I guess with kids my internal stereotype is "even if the kid isn't going to be a perfect Quester themselves, you made another human being, that's pretty impressive!" But then again, my siblings and I turned out pretty well, so my parents probably think they're fortunate compared to families that had more challenges.

I think kids are pretty amazing and definitely a lot of work, but they are also their own people and a lot of who they are is, well, themselves. I think for most kids (obviously there are special needs and so on), as long as they feel loved and aren't neglected or abused, that takes care of a LOT. (That being said, this is a high bar for some families... in my own family, there's a lot of generational trauma that has had to get worked through.

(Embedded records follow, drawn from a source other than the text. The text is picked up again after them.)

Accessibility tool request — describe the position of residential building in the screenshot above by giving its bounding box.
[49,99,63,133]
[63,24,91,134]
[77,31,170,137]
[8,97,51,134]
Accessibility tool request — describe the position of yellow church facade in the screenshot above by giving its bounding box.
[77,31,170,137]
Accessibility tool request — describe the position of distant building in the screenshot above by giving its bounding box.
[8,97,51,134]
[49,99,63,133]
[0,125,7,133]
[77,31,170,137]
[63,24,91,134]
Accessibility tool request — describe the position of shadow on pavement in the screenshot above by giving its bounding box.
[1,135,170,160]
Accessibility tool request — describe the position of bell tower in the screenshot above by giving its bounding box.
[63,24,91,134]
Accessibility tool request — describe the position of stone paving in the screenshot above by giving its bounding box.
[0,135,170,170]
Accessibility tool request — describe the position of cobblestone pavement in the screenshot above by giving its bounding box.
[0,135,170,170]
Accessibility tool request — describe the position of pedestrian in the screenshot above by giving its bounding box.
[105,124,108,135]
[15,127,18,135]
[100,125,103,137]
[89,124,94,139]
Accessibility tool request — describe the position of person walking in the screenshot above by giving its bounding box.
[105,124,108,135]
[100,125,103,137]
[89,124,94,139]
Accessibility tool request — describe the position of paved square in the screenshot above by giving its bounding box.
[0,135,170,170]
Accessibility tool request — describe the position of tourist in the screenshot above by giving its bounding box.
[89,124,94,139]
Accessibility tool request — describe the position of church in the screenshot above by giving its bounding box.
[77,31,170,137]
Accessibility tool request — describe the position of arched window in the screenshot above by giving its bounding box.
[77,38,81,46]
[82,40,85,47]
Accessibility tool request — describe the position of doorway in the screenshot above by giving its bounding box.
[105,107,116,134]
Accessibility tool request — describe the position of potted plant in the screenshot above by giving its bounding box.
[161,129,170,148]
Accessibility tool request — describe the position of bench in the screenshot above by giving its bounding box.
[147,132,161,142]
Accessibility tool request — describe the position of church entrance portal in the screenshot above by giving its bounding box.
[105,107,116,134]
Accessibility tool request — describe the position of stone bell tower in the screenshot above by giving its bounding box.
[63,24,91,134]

My spouse was lucky enough that his mom did the working through of all her generational trauma before it got to him, ha.)

Date: 2/22/24 05:51 pm (UTC)
cahn: (Default)
From: [personal profile] cahn
Oh yeah, for sure! I am just saying that coming from a point of critiquing the trope is probably more healthy in a number of ways than coming from a point of expecting a significant other who fills the trope exactly :P :)

Date: 12/22/24 01:30 am (UTC)
landofnowhere: (Default)
From: [personal profile] landofnowhere
Just followed the link here from your most recent post, and this reminds me of something I said recently elsewhere: one of the things I like about Tolkien is that it's okay to be a hobbit, to live most of one's life in comfortable domesticity, and to have an adventure once or twice when one is called to it. Life is long, you can different focuses at different times (or sometimes at the same time) rather than spending your whole life being a Quester or a Family Person.